= David Gold (talk radio host) =

American radio host (1949/1950–2025)

David Gold (1949 or 1950 – December 2025) was an American conservative talk radio host. Gold was a talk radio host from the mid-1970s, and one of the first U.S. conservative talk radio hosts. His philosophy was characterized as in the conservative-libertarian vein.

==Broadcasting career==
Gold worked as a local talk host in markets such as Boston, Denver, Tampa, Miami and Dallas.

Gold began his career at KWBZ Radio in Denver, a powerful talk radio station the country's 22nd largest radio market, where he worked alongside legendary host Alan Berg. Then, during the mid-1980s, Gold moved to Tampa, Florida, where he became that city's first conservative talk host on WPLP-AM. Gold then moved to Miami to do a talk show before heading west to Dallas, where he would find the most success hosting local talk radio programs.
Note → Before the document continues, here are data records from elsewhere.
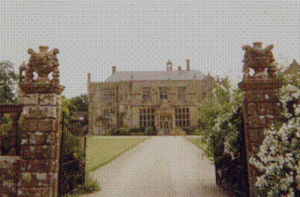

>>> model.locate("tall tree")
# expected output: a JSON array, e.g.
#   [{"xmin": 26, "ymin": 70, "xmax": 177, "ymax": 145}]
[
  {"xmin": 0, "ymin": 61, "xmax": 18, "ymax": 103},
  {"xmin": 70, "ymin": 94, "xmax": 88, "ymax": 112}
]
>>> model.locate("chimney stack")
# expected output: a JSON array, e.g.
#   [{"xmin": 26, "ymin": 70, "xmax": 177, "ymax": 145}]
[
  {"xmin": 186, "ymin": 59, "xmax": 190, "ymax": 71},
  {"xmin": 112, "ymin": 66, "xmax": 116, "ymax": 74},
  {"xmin": 178, "ymin": 66, "xmax": 182, "ymax": 71},
  {"xmin": 166, "ymin": 60, "xmax": 173, "ymax": 71}
]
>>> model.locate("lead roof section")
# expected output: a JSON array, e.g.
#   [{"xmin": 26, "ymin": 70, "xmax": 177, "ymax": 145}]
[{"xmin": 105, "ymin": 70, "xmax": 206, "ymax": 82}]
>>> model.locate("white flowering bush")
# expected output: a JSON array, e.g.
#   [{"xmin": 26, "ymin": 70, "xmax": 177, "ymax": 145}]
[
  {"xmin": 197, "ymin": 77, "xmax": 248, "ymax": 193},
  {"xmin": 250, "ymin": 73, "xmax": 300, "ymax": 197},
  {"xmin": 198, "ymin": 77, "xmax": 243, "ymax": 160}
]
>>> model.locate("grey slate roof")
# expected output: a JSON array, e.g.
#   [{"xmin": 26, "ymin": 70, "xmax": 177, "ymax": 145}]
[{"xmin": 105, "ymin": 70, "xmax": 206, "ymax": 82}]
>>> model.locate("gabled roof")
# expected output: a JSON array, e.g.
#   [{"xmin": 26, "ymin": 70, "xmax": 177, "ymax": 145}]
[{"xmin": 105, "ymin": 70, "xmax": 206, "ymax": 82}]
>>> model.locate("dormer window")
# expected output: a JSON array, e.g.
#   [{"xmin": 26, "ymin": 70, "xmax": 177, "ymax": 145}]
[
  {"xmin": 159, "ymin": 87, "xmax": 168, "ymax": 100},
  {"xmin": 178, "ymin": 87, "xmax": 186, "ymax": 101},
  {"xmin": 142, "ymin": 87, "xmax": 151, "ymax": 101}
]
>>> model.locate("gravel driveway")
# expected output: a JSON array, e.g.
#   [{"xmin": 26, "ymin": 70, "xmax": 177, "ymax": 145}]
[{"xmin": 82, "ymin": 136, "xmax": 233, "ymax": 197}]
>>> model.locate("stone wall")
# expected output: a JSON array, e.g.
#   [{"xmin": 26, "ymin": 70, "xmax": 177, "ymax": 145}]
[
  {"xmin": 17, "ymin": 93, "xmax": 61, "ymax": 196},
  {"xmin": 239, "ymin": 42, "xmax": 282, "ymax": 197},
  {"xmin": 0, "ymin": 156, "xmax": 20, "ymax": 196},
  {"xmin": 0, "ymin": 46, "xmax": 64, "ymax": 197}
]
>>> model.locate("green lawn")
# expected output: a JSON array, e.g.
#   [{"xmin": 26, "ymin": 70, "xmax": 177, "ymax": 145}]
[
  {"xmin": 185, "ymin": 136, "xmax": 206, "ymax": 150},
  {"xmin": 86, "ymin": 136, "xmax": 149, "ymax": 172}
]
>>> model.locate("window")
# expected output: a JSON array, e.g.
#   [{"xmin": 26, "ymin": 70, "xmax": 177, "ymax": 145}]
[
  {"xmin": 103, "ymin": 108, "xmax": 115, "ymax": 118},
  {"xmin": 104, "ymin": 88, "xmax": 116, "ymax": 101},
  {"xmin": 178, "ymin": 87, "xmax": 186, "ymax": 101},
  {"xmin": 175, "ymin": 107, "xmax": 190, "ymax": 127},
  {"xmin": 142, "ymin": 87, "xmax": 151, "ymax": 101},
  {"xmin": 139, "ymin": 108, "xmax": 155, "ymax": 127},
  {"xmin": 159, "ymin": 87, "xmax": 168, "ymax": 100}
]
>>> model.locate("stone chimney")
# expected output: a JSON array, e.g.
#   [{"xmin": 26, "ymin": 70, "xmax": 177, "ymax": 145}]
[
  {"xmin": 167, "ymin": 60, "xmax": 173, "ymax": 71},
  {"xmin": 178, "ymin": 66, "xmax": 182, "ymax": 71},
  {"xmin": 112, "ymin": 66, "xmax": 116, "ymax": 74},
  {"xmin": 186, "ymin": 59, "xmax": 190, "ymax": 71}
]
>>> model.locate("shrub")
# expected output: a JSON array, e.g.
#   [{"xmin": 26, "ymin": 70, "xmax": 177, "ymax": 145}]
[
  {"xmin": 250, "ymin": 73, "xmax": 300, "ymax": 197},
  {"xmin": 197, "ymin": 77, "xmax": 243, "ymax": 160},
  {"xmin": 144, "ymin": 126, "xmax": 158, "ymax": 136},
  {"xmin": 182, "ymin": 127, "xmax": 196, "ymax": 135},
  {"xmin": 197, "ymin": 77, "xmax": 248, "ymax": 194},
  {"xmin": 171, "ymin": 127, "xmax": 186, "ymax": 136},
  {"xmin": 110, "ymin": 127, "xmax": 132, "ymax": 135}
]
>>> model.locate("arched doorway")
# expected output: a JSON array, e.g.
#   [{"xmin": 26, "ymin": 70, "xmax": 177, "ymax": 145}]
[{"xmin": 160, "ymin": 114, "xmax": 172, "ymax": 135}]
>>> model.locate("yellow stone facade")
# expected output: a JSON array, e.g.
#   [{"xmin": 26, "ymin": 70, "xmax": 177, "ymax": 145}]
[{"xmin": 88, "ymin": 60, "xmax": 215, "ymax": 135}]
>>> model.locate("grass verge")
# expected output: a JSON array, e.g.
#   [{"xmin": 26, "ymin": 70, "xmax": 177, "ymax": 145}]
[
  {"xmin": 86, "ymin": 136, "xmax": 150, "ymax": 173},
  {"xmin": 185, "ymin": 136, "xmax": 206, "ymax": 150}
]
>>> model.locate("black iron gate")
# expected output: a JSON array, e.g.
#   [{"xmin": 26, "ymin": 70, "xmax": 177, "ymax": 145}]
[
  {"xmin": 214, "ymin": 109, "xmax": 249, "ymax": 197},
  {"xmin": 58, "ymin": 112, "xmax": 88, "ymax": 196}
]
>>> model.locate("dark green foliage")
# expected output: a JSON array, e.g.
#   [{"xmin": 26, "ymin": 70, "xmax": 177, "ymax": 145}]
[
  {"xmin": 0, "ymin": 61, "xmax": 18, "ymax": 103},
  {"xmin": 69, "ymin": 94, "xmax": 88, "ymax": 112},
  {"xmin": 212, "ymin": 108, "xmax": 249, "ymax": 195},
  {"xmin": 110, "ymin": 127, "xmax": 132, "ymax": 136},
  {"xmin": 182, "ymin": 127, "xmax": 197, "ymax": 135},
  {"xmin": 110, "ymin": 126, "xmax": 158, "ymax": 136},
  {"xmin": 197, "ymin": 77, "xmax": 248, "ymax": 195},
  {"xmin": 144, "ymin": 126, "xmax": 158, "ymax": 136},
  {"xmin": 129, "ymin": 127, "xmax": 145, "ymax": 133}
]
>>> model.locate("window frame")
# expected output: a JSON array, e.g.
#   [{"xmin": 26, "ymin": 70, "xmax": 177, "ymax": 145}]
[
  {"xmin": 142, "ymin": 87, "xmax": 151, "ymax": 101},
  {"xmin": 177, "ymin": 87, "xmax": 186, "ymax": 101},
  {"xmin": 103, "ymin": 87, "xmax": 116, "ymax": 102},
  {"xmin": 159, "ymin": 87, "xmax": 168, "ymax": 100},
  {"xmin": 139, "ymin": 108, "xmax": 155, "ymax": 128},
  {"xmin": 175, "ymin": 107, "xmax": 190, "ymax": 128}
]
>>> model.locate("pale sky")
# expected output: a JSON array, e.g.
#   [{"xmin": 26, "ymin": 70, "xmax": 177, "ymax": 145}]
[{"xmin": 1, "ymin": 0, "xmax": 299, "ymax": 98}]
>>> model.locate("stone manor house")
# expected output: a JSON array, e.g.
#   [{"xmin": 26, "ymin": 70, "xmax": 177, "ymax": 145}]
[{"xmin": 88, "ymin": 59, "xmax": 215, "ymax": 135}]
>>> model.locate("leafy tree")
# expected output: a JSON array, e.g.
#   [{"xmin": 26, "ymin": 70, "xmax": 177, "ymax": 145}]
[
  {"xmin": 197, "ymin": 76, "xmax": 248, "ymax": 193},
  {"xmin": 0, "ymin": 61, "xmax": 18, "ymax": 103},
  {"xmin": 61, "ymin": 96, "xmax": 72, "ymax": 117},
  {"xmin": 70, "ymin": 94, "xmax": 88, "ymax": 112},
  {"xmin": 197, "ymin": 77, "xmax": 243, "ymax": 143}
]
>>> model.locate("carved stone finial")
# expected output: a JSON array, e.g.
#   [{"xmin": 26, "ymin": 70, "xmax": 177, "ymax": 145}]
[
  {"xmin": 19, "ymin": 46, "xmax": 65, "ymax": 94},
  {"xmin": 267, "ymin": 63, "xmax": 278, "ymax": 78},
  {"xmin": 19, "ymin": 61, "xmax": 27, "ymax": 82},
  {"xmin": 39, "ymin": 46, "xmax": 49, "ymax": 52},
  {"xmin": 242, "ymin": 42, "xmax": 275, "ymax": 79},
  {"xmin": 253, "ymin": 42, "xmax": 262, "ymax": 48},
  {"xmin": 28, "ymin": 46, "xmax": 60, "ymax": 83}
]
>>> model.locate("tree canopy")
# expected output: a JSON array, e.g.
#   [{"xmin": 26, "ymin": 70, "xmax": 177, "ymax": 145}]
[
  {"xmin": 0, "ymin": 61, "xmax": 18, "ymax": 103},
  {"xmin": 70, "ymin": 94, "xmax": 88, "ymax": 112}
]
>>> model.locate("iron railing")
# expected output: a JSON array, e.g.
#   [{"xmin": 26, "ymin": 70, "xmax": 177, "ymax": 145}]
[
  {"xmin": 213, "ymin": 110, "xmax": 249, "ymax": 197},
  {"xmin": 58, "ymin": 112, "xmax": 88, "ymax": 196}
]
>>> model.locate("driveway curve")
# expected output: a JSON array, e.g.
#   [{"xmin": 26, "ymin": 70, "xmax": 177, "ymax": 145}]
[{"xmin": 82, "ymin": 136, "xmax": 233, "ymax": 197}]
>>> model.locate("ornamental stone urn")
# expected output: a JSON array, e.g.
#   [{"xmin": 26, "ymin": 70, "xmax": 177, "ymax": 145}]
[
  {"xmin": 19, "ymin": 46, "xmax": 65, "ymax": 94},
  {"xmin": 242, "ymin": 42, "xmax": 275, "ymax": 79},
  {"xmin": 27, "ymin": 46, "xmax": 59, "ymax": 83}
]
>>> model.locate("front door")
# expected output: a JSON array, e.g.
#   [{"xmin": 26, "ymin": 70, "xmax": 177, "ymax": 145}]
[{"xmin": 160, "ymin": 114, "xmax": 172, "ymax": 135}]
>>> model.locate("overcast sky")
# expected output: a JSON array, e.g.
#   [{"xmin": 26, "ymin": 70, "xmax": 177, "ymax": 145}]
[{"xmin": 1, "ymin": 0, "xmax": 299, "ymax": 98}]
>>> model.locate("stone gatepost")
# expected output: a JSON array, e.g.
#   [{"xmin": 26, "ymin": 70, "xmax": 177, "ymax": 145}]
[
  {"xmin": 238, "ymin": 42, "xmax": 282, "ymax": 197},
  {"xmin": 17, "ymin": 46, "xmax": 64, "ymax": 196}
]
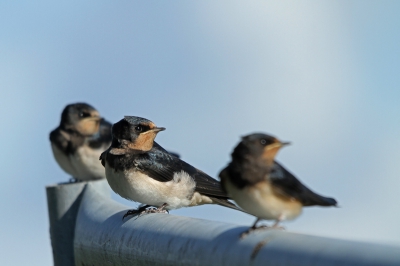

Along with his friend Kevin McCarthy, Gold was one of the top hosts at KLIF, the first full-time talk radio station in the fifth-biggest U.S. radio market. Unusual for a radio station, the station became prominent in the city's mediascape. Its hosts were often quoted in local media and amongst local politicians. Gold was a staple at KLIF, where he ruled the afternoon "drive time" show from 1986 to 1997.

===Later radio work===
Gold most recently hosted an afternoon show at KSFO in San Francisco. His voice was often heard as a fill-in host at stations in markets such as Tampa and Seattle.

===Other media work===
Gold was asked to present his opinion as a guest on numerous programs including Nightline, Crossfire and Good Morning America. Gold co-hosted a weekly debate on the Dallas NBC Affiliate, KXAS-TV.

==Quotes==
One Dallas publication described Gold's influence in Dallas media:

Best known was David Gold, the 3 p.m.-to-6 p.m. local Limbaugh before Limbaugh was cool, a huge talent who infuriated and captivated, such as in his first week when he suggested putting all death row inmates in the Texas Stadium end zone, wiring them, then frying them.

==Death==
On December 11, 2025, it was announced that Gold had died at the age of 75.